Please note that the permissions are for HornetQ Core queues (not JMS queues).
When you create a JMS Topic Consumer, underneath HornetQ will create a Core queue for this consumer.
This is why you need to add the permission in order to create a JMS Topic Consumer.
thank you very much for your quick response.
As I understand now, (additional) core queues will be generated internally when I create an JMS Topic Consumer.
I'm getting the same error message (HornetQException[errorCode=105 message=Unable to validate user: soccerclient for check type CREATE_NON_DURABLE_QUEUE for address jms.topic.soccer.events.livecenter]) when trying to authenticate a stomp client with user exampleuser, using the following configuration:
<configuration xmlns="urn:hornetq" xmlns:xsi="http://www.w3.org/2001/XMLSchema-instance"

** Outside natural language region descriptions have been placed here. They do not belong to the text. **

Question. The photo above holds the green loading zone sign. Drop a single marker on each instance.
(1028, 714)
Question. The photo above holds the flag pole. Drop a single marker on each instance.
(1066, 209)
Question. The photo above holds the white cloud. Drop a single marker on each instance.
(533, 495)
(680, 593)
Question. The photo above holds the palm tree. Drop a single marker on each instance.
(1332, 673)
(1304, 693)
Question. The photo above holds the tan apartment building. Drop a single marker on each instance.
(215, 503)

<!-- the default user. this is used where username is null-->
<defaultuser name="guest" password="guest">
<user name="admin" password="testtest">
<user name="exampleuser" password="example">
<permission type="createDurableQueue" roles="admin, generic-client"/>
<permission type="deleteDurableQueue" roles="admin"/>
<permission type="createNonDurableQueue" roles="admin, generic-client, guest"/>
<permission type="deleteNonDurableQueue" roles="admin"/>
<permission type="createTempQueue" roles="admin, generic-client, guest"/>
<permission type="send" roles="admin"/>
<permission type="consume" roles="admin, generic-client, guest"/>
When authenticating as admin, things work nicely, but I am not able to make it work with any other user. I suspect that the reason is partly the same as the original post in this thread, but I can't find the necessary information in the manual or any of the examples.
Unable to validate user: *****soccerclient**** for check type CREATE_NON_DURABLE_QUEUE for address jms.topic.soccer.events.livecenter])

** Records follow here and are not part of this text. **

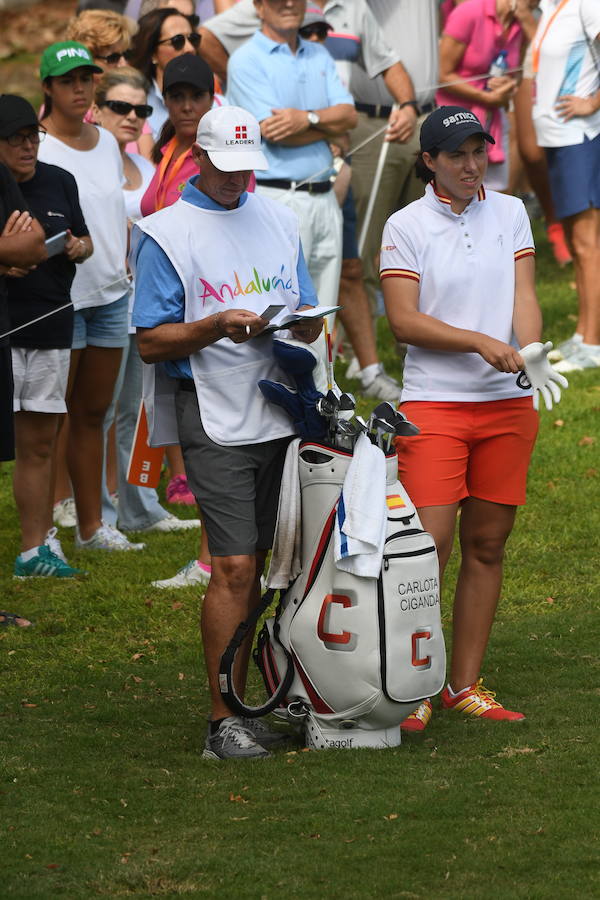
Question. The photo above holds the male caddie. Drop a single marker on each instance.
(206, 267)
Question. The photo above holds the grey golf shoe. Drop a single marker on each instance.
(263, 734)
(233, 740)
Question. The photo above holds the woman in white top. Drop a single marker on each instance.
(121, 107)
(457, 269)
(101, 286)
(163, 34)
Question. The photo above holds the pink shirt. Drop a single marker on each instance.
(476, 25)
(176, 185)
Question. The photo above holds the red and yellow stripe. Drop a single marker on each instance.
(525, 251)
(400, 273)
(395, 501)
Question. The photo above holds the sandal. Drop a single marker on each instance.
(7, 619)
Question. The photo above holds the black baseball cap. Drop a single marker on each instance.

The user you are using is "soccerclient" not "exampleuser", and you haven't given that user any permissions in the config.
You'd need to add something like:
<user name="sockerclient" password="example">
Read the security chapter in the user manual for more info on security config
Hi Tim, I changed the name and password in the config when I posted the example, because I didn't want to expose it (and forgot to rename it in the errror message as well).
I can assure you that I don't have a mismatch between the users-config file and the client user name, so this is not the cause of the problem. I've read the security chapter in the manual but haven't gotten any wiser on the reasons for this particular problem.
If you post a working test program and full config that demonstrates the issue, someone can take a look.